The clear notes of a bugle rang; whackety, bang—clack—clack, went the axes. Trees fell all around. The forest seemed to drop on me. I got my horse and fled across the creek.

“That isn't fair; this stream is supposed to be impassable,” sang out a lieutenant, who was doing a Blondin act on the first tree over, while beneath him yawned the chasm of four or five feet.

In less than a minute the whole forest got up again and moved towards the bridge. There were men behind it, but the leaves concealed them. Logs dropped over, brush piled on top. The rifles rang in scattered volleys, and the enemy's fire rolled out beyond the brush. No bullets whistled—that was a redeeming feature.

Aside from that it seemed as though every man was doing his ultimate act. They flew about; the shovels dug with despair; the sand covered the logs in a shower.
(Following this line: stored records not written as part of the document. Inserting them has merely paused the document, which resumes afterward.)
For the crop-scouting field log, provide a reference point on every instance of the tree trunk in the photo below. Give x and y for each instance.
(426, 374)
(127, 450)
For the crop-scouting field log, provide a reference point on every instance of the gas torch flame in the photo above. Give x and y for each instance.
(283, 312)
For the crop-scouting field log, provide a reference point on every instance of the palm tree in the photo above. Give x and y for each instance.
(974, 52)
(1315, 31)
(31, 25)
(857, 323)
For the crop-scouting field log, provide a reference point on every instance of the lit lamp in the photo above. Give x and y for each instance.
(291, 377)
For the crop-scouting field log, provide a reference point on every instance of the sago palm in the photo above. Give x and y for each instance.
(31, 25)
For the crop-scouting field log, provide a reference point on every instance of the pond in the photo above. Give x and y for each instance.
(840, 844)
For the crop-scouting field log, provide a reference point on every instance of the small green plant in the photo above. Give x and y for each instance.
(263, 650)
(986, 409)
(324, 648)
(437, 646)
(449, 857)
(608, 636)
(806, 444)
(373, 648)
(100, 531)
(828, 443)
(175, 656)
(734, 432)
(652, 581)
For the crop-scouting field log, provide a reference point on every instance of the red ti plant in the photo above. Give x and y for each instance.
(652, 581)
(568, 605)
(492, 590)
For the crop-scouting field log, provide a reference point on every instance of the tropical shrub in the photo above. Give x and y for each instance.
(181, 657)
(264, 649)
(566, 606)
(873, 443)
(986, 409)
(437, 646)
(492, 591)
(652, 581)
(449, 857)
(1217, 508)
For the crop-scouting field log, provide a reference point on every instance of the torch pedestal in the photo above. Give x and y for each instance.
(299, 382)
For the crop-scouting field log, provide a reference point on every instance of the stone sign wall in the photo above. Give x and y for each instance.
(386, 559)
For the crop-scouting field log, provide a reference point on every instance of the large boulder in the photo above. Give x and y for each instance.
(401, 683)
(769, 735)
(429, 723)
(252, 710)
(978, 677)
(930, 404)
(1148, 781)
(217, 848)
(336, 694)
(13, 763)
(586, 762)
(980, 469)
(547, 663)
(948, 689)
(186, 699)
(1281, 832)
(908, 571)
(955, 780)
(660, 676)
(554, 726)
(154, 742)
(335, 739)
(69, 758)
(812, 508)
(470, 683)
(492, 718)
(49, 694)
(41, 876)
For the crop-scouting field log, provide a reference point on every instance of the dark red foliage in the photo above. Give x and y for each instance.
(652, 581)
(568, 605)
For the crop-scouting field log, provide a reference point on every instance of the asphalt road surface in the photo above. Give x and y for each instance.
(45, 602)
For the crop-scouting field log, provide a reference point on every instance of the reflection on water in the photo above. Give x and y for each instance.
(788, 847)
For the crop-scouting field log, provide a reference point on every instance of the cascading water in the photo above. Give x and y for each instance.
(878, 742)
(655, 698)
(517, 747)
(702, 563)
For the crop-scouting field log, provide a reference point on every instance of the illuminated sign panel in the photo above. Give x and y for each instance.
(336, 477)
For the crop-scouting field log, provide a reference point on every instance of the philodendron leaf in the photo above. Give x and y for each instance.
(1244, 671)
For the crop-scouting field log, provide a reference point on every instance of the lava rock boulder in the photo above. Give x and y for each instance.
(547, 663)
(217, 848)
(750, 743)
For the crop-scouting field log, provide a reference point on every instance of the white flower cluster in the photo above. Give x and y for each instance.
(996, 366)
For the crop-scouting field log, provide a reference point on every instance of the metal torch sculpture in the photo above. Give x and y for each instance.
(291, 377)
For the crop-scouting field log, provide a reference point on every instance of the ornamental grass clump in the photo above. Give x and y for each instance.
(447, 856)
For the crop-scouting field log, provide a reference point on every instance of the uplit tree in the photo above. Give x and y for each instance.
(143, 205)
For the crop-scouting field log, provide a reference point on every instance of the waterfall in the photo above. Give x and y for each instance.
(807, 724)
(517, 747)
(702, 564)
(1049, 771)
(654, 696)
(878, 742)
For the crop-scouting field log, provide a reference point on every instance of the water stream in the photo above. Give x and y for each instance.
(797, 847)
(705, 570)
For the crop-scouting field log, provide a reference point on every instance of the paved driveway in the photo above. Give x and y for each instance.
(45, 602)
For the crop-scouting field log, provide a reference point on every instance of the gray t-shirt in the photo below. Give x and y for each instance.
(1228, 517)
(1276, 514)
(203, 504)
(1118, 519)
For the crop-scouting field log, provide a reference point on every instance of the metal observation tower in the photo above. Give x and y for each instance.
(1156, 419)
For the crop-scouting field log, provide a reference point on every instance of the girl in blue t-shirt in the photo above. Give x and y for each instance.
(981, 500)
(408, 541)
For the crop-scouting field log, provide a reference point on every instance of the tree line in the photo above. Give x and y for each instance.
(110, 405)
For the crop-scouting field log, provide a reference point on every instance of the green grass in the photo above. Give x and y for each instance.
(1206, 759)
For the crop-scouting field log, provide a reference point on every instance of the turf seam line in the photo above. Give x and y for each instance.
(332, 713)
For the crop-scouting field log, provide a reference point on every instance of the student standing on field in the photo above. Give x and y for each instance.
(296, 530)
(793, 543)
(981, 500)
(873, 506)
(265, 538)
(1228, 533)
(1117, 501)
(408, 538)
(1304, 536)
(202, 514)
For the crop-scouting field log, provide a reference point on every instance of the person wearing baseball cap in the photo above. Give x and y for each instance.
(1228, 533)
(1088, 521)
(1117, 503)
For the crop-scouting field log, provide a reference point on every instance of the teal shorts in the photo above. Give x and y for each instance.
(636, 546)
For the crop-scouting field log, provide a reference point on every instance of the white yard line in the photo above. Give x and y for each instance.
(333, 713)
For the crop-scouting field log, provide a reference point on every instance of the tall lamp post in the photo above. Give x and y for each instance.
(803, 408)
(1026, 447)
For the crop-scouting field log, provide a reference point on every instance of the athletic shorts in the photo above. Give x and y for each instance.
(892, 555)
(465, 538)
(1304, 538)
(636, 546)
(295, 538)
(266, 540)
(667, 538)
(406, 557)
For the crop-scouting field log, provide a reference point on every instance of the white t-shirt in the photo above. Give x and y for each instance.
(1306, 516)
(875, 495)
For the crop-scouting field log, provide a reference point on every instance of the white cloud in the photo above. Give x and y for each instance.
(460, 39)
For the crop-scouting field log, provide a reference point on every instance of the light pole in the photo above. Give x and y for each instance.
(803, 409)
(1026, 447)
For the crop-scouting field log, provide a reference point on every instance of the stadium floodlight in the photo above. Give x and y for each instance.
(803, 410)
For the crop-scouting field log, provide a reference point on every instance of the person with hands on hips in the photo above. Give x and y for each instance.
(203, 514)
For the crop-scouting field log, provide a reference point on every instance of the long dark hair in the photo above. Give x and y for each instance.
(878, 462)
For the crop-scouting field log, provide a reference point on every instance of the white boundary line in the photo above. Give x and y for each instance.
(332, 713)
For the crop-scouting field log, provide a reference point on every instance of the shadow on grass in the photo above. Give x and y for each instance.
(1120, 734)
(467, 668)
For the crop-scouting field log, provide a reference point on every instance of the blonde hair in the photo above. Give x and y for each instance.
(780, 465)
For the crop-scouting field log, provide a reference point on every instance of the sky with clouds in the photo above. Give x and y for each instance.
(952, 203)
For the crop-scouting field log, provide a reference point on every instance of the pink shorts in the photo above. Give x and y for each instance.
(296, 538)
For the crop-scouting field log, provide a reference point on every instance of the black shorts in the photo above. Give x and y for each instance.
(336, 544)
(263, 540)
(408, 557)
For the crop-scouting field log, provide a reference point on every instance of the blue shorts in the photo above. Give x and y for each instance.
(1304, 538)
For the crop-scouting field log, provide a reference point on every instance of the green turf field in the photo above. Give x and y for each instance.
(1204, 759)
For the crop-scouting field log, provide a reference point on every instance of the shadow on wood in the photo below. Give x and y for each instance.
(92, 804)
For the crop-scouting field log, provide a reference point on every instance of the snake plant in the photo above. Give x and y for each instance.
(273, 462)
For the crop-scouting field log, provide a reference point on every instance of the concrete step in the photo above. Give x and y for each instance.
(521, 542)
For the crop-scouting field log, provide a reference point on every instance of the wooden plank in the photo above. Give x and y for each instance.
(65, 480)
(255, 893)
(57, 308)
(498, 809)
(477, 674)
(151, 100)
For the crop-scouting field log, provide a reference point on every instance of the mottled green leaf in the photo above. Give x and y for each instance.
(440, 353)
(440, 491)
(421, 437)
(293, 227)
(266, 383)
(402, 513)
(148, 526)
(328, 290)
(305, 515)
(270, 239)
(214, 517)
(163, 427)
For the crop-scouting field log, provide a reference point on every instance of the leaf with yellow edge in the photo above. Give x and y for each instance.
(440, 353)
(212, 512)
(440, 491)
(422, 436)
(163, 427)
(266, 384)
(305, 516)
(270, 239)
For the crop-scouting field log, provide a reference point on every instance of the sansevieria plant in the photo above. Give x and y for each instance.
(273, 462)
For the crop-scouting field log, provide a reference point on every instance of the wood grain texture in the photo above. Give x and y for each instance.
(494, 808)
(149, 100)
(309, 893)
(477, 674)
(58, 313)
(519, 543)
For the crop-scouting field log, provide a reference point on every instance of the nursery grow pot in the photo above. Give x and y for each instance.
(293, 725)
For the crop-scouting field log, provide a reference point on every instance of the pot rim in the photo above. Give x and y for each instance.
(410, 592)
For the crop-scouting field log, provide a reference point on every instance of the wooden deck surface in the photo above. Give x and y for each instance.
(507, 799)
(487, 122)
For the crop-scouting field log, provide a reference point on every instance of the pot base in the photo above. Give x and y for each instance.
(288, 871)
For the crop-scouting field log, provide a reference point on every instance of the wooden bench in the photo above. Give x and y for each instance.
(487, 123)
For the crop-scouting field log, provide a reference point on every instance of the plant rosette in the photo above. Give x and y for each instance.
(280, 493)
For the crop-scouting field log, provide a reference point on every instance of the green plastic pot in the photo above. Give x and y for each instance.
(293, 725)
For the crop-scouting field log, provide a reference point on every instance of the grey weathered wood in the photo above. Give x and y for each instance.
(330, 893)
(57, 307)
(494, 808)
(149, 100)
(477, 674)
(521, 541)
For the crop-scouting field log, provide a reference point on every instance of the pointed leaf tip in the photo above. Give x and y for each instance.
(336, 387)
While I am telling this the bridge was made.

The first horse came forward, led by his rider. He raised his eyes like St. Anthony; he did not approve of the bridge. He put his ears forward, felt with his toes, squatted behind, and made nervous side steps. The men moved on him in a solid crowd from behind. Stepping high and short he then bounded over, and after him in a stream came the willing brothers. Out along the bluffs strung the troopers to cover the heroes who had held the neck, while they destroyed the bridge.

Then they rode home with the enemy, chaffing each other.

It is only a workaday matter, all this; but workaday stuff does the business nowadays.